Guidance for museums shared by a taxpayer-funded charity says that Hamas are “anti-colonial freedom-fighters”.
A best-practice guide on “inclusive” terminology produced for the arts sector and shared by Collections Trust warns about the “pro-Israel Western media”.
The guide, which is intended to make language in arts institutions as inoffensive as possible, compares the cause of Hamas to the anti-apartheid movement of Nelson Mandela, and states that Israel is a “settler colonial” power.
The document is included on the website of the Collections Trust, a charity in receipt of Arts Council funding which sets a standard of best-practice for UK museums and galleries. Its content has raised concerns about the dissemination of “shameful propaganda” in the arts sector.
The “Inclusive Terminology Glossary”, designed to help museums avoid “offensive” language, was created by former Cambridge masters student Carissa Chew, who developed the project while working on diversity and inclusion projects at the National Library of Scotland.

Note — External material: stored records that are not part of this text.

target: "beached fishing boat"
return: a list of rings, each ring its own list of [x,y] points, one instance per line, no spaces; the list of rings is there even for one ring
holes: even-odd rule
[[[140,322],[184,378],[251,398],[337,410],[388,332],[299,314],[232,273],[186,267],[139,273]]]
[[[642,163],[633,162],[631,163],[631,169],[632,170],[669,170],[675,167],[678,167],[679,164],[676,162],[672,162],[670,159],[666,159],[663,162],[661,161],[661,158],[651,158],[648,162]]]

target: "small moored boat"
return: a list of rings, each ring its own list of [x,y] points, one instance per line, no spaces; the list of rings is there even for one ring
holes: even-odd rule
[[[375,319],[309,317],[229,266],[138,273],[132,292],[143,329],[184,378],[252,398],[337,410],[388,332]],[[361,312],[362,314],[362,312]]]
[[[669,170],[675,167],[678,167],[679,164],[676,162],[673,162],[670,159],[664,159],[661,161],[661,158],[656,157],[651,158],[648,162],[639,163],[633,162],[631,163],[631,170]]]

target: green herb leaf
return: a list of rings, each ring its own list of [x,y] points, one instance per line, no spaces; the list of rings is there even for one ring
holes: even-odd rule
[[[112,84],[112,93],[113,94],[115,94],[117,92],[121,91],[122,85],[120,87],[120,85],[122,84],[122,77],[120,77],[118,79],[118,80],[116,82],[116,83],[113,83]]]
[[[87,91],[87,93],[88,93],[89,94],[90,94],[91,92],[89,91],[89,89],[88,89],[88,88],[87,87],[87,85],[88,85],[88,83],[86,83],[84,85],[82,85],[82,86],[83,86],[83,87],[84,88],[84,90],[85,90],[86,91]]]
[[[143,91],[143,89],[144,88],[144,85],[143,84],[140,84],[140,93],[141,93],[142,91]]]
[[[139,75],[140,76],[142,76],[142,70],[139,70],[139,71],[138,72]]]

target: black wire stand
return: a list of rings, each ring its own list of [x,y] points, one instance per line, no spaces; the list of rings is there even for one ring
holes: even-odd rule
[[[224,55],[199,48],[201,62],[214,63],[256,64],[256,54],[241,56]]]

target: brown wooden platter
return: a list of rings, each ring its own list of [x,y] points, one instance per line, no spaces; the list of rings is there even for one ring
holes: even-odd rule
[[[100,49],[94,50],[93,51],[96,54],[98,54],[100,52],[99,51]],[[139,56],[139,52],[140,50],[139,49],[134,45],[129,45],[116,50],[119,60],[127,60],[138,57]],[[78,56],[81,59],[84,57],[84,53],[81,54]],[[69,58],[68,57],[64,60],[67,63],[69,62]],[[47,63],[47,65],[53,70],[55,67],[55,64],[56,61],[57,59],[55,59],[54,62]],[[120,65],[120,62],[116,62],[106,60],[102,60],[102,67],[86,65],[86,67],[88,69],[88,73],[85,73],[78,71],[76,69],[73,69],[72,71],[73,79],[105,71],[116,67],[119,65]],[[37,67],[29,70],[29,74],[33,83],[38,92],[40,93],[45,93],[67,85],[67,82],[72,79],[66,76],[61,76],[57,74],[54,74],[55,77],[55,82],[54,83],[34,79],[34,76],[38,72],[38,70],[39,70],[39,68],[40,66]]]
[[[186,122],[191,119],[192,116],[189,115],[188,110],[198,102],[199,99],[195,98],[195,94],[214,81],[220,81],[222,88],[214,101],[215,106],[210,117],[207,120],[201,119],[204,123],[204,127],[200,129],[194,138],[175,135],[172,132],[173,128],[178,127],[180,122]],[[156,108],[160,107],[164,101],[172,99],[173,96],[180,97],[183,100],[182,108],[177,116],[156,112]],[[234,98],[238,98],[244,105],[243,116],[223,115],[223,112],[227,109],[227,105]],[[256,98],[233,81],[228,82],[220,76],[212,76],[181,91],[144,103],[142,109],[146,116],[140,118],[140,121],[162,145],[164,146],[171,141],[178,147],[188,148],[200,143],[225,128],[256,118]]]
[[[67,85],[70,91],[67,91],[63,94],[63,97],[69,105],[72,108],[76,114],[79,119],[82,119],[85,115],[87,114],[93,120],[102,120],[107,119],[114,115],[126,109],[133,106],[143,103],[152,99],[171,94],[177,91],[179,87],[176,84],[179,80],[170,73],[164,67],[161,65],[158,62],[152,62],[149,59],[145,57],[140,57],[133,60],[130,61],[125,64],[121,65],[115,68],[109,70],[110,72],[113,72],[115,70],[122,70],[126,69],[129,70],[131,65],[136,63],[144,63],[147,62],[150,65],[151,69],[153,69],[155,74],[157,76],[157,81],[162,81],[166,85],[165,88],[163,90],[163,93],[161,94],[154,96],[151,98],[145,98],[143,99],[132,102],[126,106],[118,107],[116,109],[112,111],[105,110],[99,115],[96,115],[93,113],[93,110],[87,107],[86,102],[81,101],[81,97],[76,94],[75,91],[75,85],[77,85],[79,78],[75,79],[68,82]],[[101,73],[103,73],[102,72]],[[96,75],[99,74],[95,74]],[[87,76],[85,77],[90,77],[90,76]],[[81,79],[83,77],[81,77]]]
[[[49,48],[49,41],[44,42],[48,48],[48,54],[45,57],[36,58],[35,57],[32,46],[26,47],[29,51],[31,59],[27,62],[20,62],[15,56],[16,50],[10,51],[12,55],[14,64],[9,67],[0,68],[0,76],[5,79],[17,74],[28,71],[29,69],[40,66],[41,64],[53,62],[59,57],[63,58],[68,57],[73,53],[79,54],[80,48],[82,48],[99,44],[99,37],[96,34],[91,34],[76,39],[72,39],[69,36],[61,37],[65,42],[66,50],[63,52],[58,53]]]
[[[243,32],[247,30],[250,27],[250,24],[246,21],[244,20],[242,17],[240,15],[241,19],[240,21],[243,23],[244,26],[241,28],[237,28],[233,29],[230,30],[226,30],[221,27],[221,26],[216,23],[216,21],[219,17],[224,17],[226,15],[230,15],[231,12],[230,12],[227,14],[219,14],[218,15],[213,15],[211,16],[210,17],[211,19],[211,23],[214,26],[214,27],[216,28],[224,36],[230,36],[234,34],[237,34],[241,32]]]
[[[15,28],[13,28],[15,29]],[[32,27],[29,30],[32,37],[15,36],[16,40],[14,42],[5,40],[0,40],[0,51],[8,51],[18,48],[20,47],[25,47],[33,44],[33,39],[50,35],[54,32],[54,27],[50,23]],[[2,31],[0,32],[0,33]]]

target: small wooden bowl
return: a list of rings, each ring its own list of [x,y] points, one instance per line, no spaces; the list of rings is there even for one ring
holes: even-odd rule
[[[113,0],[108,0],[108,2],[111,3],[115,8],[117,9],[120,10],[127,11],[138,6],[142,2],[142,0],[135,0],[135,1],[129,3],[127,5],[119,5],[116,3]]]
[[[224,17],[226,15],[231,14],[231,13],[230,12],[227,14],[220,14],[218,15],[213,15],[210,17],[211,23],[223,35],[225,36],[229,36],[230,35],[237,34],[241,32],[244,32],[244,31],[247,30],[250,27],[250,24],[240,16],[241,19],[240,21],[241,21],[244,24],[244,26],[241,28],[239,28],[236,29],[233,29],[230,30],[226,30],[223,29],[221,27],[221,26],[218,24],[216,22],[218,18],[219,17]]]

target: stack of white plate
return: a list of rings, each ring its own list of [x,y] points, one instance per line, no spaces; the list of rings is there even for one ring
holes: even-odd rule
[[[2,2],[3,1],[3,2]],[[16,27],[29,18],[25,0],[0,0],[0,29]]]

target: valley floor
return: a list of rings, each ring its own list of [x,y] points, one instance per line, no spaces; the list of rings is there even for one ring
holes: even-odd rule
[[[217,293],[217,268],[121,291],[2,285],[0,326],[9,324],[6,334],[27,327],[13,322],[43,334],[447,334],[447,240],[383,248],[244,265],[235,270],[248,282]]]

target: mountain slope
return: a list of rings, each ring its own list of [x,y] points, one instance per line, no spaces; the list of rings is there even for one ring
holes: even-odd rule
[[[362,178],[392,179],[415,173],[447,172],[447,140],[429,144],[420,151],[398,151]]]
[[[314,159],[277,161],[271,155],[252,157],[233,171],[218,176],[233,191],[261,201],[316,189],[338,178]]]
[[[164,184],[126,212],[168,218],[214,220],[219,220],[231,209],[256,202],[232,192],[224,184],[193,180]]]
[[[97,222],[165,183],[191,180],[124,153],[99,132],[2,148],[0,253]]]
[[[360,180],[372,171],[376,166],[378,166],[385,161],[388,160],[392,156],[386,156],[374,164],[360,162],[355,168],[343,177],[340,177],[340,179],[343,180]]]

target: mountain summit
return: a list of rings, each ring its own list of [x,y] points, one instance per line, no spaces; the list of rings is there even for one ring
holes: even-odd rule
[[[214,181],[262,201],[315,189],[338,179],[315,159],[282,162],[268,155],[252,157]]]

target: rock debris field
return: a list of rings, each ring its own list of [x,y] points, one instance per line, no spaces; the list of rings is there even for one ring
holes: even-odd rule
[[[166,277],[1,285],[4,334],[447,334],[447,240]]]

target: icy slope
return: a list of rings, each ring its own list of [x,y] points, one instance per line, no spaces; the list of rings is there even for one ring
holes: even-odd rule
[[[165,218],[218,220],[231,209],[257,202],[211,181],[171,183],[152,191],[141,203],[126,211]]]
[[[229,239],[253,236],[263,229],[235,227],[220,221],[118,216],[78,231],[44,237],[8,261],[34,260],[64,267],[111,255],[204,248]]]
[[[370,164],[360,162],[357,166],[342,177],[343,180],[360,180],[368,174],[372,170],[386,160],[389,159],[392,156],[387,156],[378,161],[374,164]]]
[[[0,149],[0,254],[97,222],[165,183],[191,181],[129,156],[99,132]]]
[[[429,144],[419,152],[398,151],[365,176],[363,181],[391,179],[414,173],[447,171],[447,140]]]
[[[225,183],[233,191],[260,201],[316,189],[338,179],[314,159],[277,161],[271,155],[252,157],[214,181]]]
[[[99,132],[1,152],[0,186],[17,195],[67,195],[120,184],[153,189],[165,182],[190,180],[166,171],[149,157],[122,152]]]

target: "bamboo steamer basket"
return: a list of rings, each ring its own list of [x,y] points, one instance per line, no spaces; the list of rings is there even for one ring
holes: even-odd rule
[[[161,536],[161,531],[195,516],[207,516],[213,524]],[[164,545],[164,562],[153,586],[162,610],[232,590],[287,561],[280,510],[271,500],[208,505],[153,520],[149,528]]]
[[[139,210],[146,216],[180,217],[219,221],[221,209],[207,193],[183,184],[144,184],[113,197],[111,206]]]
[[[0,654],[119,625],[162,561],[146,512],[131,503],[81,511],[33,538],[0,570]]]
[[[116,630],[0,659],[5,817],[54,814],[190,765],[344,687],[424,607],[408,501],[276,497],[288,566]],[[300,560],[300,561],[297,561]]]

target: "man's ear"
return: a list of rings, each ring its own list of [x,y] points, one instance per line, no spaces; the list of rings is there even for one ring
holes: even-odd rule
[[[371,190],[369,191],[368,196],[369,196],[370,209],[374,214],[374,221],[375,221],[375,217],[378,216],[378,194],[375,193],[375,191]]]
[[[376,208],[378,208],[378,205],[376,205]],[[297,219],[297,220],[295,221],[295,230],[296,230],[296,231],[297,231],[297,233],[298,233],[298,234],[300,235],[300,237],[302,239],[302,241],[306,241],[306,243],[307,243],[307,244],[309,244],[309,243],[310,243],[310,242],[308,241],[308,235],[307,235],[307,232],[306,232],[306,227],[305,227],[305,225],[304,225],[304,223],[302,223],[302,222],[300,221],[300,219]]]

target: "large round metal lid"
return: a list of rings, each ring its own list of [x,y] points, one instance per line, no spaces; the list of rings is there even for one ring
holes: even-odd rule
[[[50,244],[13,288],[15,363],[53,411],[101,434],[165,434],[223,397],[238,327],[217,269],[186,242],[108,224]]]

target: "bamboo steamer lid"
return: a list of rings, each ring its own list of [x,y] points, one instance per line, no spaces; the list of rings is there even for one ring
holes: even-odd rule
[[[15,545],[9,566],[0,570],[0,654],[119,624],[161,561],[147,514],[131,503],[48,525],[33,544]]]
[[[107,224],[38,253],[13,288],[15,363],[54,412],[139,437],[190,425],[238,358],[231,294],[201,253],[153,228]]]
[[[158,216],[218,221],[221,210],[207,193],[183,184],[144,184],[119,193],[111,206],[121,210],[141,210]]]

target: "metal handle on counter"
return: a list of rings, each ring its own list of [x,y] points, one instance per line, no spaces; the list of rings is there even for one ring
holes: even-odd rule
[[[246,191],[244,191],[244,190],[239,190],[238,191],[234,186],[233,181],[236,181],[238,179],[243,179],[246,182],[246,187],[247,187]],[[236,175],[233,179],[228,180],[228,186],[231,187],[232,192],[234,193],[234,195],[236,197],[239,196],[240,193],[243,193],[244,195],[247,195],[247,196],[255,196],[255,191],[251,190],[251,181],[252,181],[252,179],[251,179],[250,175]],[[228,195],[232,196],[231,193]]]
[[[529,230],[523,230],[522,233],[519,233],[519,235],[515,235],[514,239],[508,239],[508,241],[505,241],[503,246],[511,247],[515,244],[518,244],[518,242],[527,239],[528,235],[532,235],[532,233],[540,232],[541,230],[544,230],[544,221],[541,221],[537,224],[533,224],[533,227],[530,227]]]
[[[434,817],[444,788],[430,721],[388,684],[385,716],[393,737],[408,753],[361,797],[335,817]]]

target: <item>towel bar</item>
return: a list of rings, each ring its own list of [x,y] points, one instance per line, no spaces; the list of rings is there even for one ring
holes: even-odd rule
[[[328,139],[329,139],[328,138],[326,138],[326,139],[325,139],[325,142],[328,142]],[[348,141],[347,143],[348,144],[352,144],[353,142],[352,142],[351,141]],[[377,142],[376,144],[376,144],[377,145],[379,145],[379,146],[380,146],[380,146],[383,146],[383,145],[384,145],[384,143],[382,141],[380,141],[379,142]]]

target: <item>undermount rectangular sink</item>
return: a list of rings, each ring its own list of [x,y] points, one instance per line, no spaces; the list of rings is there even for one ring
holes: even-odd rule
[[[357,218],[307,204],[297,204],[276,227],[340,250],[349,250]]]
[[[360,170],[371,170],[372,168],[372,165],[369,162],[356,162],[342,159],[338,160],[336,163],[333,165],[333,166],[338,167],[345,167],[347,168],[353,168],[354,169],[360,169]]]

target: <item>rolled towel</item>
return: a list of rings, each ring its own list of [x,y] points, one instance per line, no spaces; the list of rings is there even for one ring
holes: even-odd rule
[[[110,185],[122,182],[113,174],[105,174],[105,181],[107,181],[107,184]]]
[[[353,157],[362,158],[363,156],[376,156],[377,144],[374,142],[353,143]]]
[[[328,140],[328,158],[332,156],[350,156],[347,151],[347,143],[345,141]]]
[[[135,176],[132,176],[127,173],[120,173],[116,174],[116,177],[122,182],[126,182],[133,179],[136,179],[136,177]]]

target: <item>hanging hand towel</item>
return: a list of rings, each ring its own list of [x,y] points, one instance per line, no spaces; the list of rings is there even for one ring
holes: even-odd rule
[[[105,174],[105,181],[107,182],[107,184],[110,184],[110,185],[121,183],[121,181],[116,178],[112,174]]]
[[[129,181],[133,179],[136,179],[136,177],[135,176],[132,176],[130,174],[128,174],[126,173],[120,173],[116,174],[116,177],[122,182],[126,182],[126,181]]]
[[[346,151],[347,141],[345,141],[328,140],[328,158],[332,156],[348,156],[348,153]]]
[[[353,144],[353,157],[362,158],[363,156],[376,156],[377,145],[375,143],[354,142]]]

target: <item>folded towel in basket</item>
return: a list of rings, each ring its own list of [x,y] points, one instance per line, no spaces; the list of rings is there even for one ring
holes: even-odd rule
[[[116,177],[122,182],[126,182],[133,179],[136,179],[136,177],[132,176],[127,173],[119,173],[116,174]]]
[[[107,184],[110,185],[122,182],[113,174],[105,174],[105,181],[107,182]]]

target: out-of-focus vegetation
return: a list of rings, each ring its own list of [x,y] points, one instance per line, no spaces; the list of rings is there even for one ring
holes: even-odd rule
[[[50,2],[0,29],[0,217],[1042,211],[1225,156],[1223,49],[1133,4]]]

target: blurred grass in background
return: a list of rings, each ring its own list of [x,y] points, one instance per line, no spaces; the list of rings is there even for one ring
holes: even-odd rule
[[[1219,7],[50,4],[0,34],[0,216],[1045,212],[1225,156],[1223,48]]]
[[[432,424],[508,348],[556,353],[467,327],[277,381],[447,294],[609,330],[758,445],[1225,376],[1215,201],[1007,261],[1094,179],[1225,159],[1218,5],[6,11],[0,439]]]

‘It is broken down into sections ranging from “Palestine” to “Empire and Imperialism” and “Contemporary Slurs”, and appears in a list of resources for museum professionals on the Collections Trust website.
In an explanation of the term ‘Hamas’, it states that while the terrorist group‘s murder of Israeli civilians should be condemned, it “remains important to recognise the anticolonial, freedom-fighting motivations of any attacks against a settler colonial state”.